GM has been looking for an investor in Saab since January. The company said that the wind-down meant that outstanding debts and warranties would be honoured, and that spare parts and services would still be provided for owners. But prospects for the 3,000 workers and those in the supply chain seem bleak. So Saab joins GM's Saturn brand, the UK's LDV vans business and a few others into oblivion. Yet the case for optimism, here and abroad, is growing.

The Dubai Motor Show opens this weekend. It is far from the world's biggest, but it confirms that the motor business is refusing to die. Those seeing their own reflections in the gleaming gold coachwork of the new Bentley Mulsanne, a £200,000-plus limo, or the striking Corvette Stingray concept, complete with "scissor" doors and military-style night vision, could be forgiven for thinking that there has never been a recession. Nearer to home, the Society of Motor Manufacturers and Traders announced the first monthly rise in vehicle production since September 2008 – a jump of 15.7 per cent in November.

The reasons for the industry's recent revival are, of course, not hard to find – unprecedented government support for the industry. The new GM, for example, is now 62 per cent owned by the US Treasury. The German government offered loan guarantees to Opel, while the British and French governments have found ways to make grants available to Peugeot, Renault and Jaguar Land Rover.

Overarching those schemes is the trillions of dollars in general support for the world financial system – and scrappage programmes, including the British Treasury's £400m scheme. It may mean lower sales next year when the scheme runs out, but it may well have saved many jobs and factories from obliteration.

Yet there have been some surprising losers. Toyota's chief executive, Akio Toyoda, the 53-year-old grandson of the founder, said recently that his firm could be nearing the brink of "capitulation to irrelevance or death", "grasping for salvation" – a reference to the stages of corporate decline in How the Mighty Fall by Jim Collins.
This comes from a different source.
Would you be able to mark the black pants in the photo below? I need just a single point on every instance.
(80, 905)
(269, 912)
Deeply unfamiliar, quality issues have overtaken Toyota this year.

The winners are easy to spot in the fast lane. The Korean industry, itself humbled in the East Asian crisis of 1998, has seen a transformation in recent years. Thanks to its economical city car the i10, Hyundai has established itself as the maker of the UK's number one bestseller among private buyers. Its low price makes it an obvious choice for scrappers looking for a £2,000 discount, but the idea of a Hyundai beating the more familiar Corsas, Fiestas and Clios would have been unthinkable a few years ago. Tellingly, the i10 is made in India, where Rata Tata attracted the world's attention with the Nano, his "one lakh" car – 100,000 rupees or about £1,500.
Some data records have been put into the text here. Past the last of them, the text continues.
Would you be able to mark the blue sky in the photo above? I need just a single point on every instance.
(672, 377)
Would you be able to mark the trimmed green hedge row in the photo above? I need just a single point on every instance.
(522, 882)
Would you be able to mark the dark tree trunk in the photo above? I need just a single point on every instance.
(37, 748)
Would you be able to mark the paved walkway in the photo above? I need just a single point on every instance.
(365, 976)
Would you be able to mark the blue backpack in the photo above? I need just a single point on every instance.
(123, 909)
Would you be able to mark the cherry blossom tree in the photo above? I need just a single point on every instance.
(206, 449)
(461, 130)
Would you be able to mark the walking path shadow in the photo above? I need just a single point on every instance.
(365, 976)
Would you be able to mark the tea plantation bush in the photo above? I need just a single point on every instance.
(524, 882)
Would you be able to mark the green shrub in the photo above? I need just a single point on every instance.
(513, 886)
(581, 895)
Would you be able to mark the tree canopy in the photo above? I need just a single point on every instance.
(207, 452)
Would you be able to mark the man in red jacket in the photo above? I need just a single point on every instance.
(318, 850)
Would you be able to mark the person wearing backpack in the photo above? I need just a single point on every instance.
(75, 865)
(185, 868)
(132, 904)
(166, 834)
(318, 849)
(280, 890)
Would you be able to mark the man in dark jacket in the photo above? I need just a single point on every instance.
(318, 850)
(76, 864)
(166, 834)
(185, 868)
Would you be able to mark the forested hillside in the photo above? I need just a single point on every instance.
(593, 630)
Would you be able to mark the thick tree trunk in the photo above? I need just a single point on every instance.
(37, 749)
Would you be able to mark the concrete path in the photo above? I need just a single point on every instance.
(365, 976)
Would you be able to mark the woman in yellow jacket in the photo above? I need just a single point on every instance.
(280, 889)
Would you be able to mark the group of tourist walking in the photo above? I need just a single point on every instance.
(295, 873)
VW, another company that has shone this year, underlined the importance of the Indian industry with its purchase of a strategic stake in Suzuki – mainly to get access to the Indian Maruti Suzuki business. The outsmarting and purchase of Porsche may have grabbed more headlines, but commercially the Suzuki move was a more vital one for Volkswagen. Indeed, VW may soon overtake GM and Toyota to emerge as the world's largest car-maker, with its unparalleled stable of brands, from the Maruti through Skodas, Seats, Audis, Lamborghinis and Bentleys to the €1m Bugatti Veyron. Ford, "the one that got away" and avoided Chapter 11, and Chrysler, embraced by Fiat, also have more cause for hope than a year ago.
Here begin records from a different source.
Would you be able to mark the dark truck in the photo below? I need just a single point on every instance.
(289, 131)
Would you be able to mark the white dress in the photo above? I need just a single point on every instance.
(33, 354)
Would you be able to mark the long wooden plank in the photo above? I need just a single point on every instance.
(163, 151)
As we glance at the rear-view mirror of the road traversed during 2009, we see the near death of two out of America's old "Big Three", Toyota registering its first loss since 1950 and the prospective dismemberment of GM's European operations, Opel and Vauxhall, for whom the likeliest fate seemed to be that they'd be crated up and sent to Russia before to long.

Yet, as we look forward we find a UK industry that seems to have weathered the worst of the storms, boasts new models made here (the new Astra and the Honda Jazz), and which is seeing a burgeoning of its capacity to make electric and hybrid vehicles, including an electric BMW/Mini, batteries for Nissan and Toyota's hybrid Auris.

A year ago, it seemed entirely possible that great swathes of the British motor industry would disappear. Not for the first time, it has come back from the brink.